Just because you create a project, initiative, or campaign doesn't mean that it's going to be successful and that people will meaningfully connect with it.
spur:6 is an efficacy framework to analyse your idea and its ability to resonate with users.
Underpinning the framework is one of spur:'s core beliefs about human behaviour: 'What's easy to do is easier not to do'.
It might be easy to click a link, to watch a video, or your non-profit's donation system but be the simplest process ever devised - yet, it's still easier to not click, watch, or donate at all.
Therefore, the question you need to ask is how to make it an easier option for people to want to be involved and take part than not. How do you engineer your solution so that taking part or engaging is easier than inaction?
The spur:6 framework consists of six key domains, each with guiding questions, that have been developed over a decade of national and international work in social change programs, campaigns, solutions and initiatives.
Is your hard work going to result meaningful outcomes or just outputs? How will you know? How will the impact be measured?
First and foremost, it is crucial to understand what you're actually seeking to improve or change. It might be that you care passionately about women's education or veteran's health and wellbeing. After a year or more of working on the problem, what would be the key indicators you'd be looking at to know the effort was successful?
The key question: How might we demonstrably know success?
Who is involved in this situation? Who does this impact? Who is tangentially effected? Who has power in this situation? Who is marginalised?
Broad demographic insights can be useful, but individual voices provide nuance. Nothing should ever be created for a group without that group involved in the process. Similarly, it is important to understand everything exists in a system, and speaking with or involving actors from around that system is crucial. Who has the power to affect change, prevent it, work against it, or support it? What do they need?
The key question: Whose voices should be in this conversation?
What are the current paradigms of those affected by the project? Where do they operate? What are their existing behaviours and habits? What resources do they have or need?
People make decisions based on a lifetime of experience. Understanding habits, patterns, paradigms, their existing systems, and processes, helps to provide critical insight of the gap between where they are and where you want to move them to. Say you want more people in your city to bike to work. On the surface is simple - but there are myriad factors as to why they might not be able to, want to, think that they can, and more. Understanding where your target group is now is the first step to moving them to the intended behavioural destination.
The key question: What behaviours and mindsets will people default to?
How do you ensure that you are getting people to take action? What is the very first action that the target group could take? How are you shortening the distance and time from the end result to immediate action?

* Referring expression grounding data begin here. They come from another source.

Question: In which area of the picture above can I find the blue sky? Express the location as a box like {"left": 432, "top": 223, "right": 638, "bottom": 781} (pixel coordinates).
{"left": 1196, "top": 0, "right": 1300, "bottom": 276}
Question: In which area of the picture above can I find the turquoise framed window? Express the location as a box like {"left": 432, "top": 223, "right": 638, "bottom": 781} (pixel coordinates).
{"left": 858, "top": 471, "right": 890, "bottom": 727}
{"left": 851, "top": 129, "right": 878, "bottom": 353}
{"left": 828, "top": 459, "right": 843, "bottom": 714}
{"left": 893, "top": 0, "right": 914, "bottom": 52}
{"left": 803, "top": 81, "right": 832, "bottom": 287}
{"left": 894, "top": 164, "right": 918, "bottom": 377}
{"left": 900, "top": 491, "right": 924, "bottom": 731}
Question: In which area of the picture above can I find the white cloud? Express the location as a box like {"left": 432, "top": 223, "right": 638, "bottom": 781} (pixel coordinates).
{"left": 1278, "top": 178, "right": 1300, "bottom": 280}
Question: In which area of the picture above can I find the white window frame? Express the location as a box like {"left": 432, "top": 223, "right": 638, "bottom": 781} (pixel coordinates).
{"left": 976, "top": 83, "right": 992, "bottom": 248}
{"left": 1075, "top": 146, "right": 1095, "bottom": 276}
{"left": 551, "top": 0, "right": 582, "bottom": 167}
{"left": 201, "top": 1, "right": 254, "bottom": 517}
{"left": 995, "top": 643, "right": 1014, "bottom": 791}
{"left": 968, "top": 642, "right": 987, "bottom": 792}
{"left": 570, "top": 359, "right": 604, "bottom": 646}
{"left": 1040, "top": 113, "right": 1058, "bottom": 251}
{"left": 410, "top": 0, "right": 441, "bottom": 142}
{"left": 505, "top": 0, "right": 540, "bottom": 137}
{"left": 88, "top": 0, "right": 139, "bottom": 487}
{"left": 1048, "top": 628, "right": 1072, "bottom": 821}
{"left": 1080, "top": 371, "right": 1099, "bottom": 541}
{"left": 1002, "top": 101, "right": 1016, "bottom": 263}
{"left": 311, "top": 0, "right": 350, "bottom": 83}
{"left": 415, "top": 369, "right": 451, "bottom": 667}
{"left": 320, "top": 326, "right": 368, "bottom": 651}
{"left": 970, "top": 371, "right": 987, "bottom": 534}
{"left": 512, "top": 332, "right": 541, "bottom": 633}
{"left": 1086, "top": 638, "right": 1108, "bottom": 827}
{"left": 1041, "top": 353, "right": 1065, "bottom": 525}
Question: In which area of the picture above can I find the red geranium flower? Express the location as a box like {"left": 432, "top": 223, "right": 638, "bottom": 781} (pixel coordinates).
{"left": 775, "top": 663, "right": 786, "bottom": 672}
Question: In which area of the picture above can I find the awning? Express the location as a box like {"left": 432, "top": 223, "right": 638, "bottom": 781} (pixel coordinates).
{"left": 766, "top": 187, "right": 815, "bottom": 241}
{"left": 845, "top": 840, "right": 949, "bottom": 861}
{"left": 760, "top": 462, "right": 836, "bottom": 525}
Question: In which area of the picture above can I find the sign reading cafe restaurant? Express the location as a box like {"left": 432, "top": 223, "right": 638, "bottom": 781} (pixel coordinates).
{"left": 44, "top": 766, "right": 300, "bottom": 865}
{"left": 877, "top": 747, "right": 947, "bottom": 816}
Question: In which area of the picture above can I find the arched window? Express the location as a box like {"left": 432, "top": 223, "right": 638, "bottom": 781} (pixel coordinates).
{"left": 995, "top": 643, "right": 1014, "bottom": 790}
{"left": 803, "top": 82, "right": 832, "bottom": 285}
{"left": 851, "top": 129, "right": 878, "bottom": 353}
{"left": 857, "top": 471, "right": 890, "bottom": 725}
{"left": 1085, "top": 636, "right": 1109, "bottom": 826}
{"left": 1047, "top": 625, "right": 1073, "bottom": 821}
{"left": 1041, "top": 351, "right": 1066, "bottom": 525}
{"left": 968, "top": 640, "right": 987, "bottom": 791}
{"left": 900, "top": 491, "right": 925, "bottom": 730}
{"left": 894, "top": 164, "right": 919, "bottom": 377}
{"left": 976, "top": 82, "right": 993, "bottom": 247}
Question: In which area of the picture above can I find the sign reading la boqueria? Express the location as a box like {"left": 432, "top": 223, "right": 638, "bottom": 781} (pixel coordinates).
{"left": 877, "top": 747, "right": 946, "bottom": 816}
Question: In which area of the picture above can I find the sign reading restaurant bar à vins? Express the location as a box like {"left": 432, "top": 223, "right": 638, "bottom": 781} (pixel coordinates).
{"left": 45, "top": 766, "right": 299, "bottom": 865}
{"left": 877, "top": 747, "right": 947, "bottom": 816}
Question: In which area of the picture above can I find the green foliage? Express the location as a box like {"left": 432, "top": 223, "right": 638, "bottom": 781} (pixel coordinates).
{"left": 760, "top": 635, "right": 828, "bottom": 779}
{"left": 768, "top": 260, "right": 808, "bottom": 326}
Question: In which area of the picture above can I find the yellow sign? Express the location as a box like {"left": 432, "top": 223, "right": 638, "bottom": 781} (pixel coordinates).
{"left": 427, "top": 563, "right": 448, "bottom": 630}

Awareness is for those who can't get people to take action. Awareness is often crucial for social change - but it is not the goal. If we're all aware we should recycle, this doesn't mean that we do. The gap between knowing about something and doing something about it is both vast and often left unbridged. As behaviours are built upon repeated, cumulative actions, every project should look to define and catalyse action as early as is appropriate, even if that first action is small.
The key question: How might we make this the easiest option?
Who are our target users surrounded by? What will this mean for their social group? How do we help them feel part of something bigger than themselves?
Humans are social creatures. We're influenced by the people around us and our idea of what our identity is. This is important to underline as social change and behaviour takes time. Not only will fostering a community around your project engage people in the first place, but keep them engaged, too.
Key question: How might we build a sense of community and connection?
What words are we using and what do they really mean? Are we communicating with bias, or unintended meaning? Who are we speaking to and what words do they need to hear?
Words create meaning and intent - they shape how we perceive ourselves and our environment. An d they do this often without us even aware that it happens. The unconscious mind can't help but quickly process the words it is given, and assigns meaning to these automatically. It is only with effort that we can interrogate our reaction to words and phrases (see Kahneman's System 1 and System 2).
For example, "Get involved" vs "don't miss out" are similar in intent, but understood my the mind very differently. The first implores initiative action (as above, this requires effort on the part of the audience to gain something they might not even want or consider worth the effort) whereas the second implies that something important is happening already (and, by not participating, one might lose something valuable).
Key question: What might be the result of the words being used?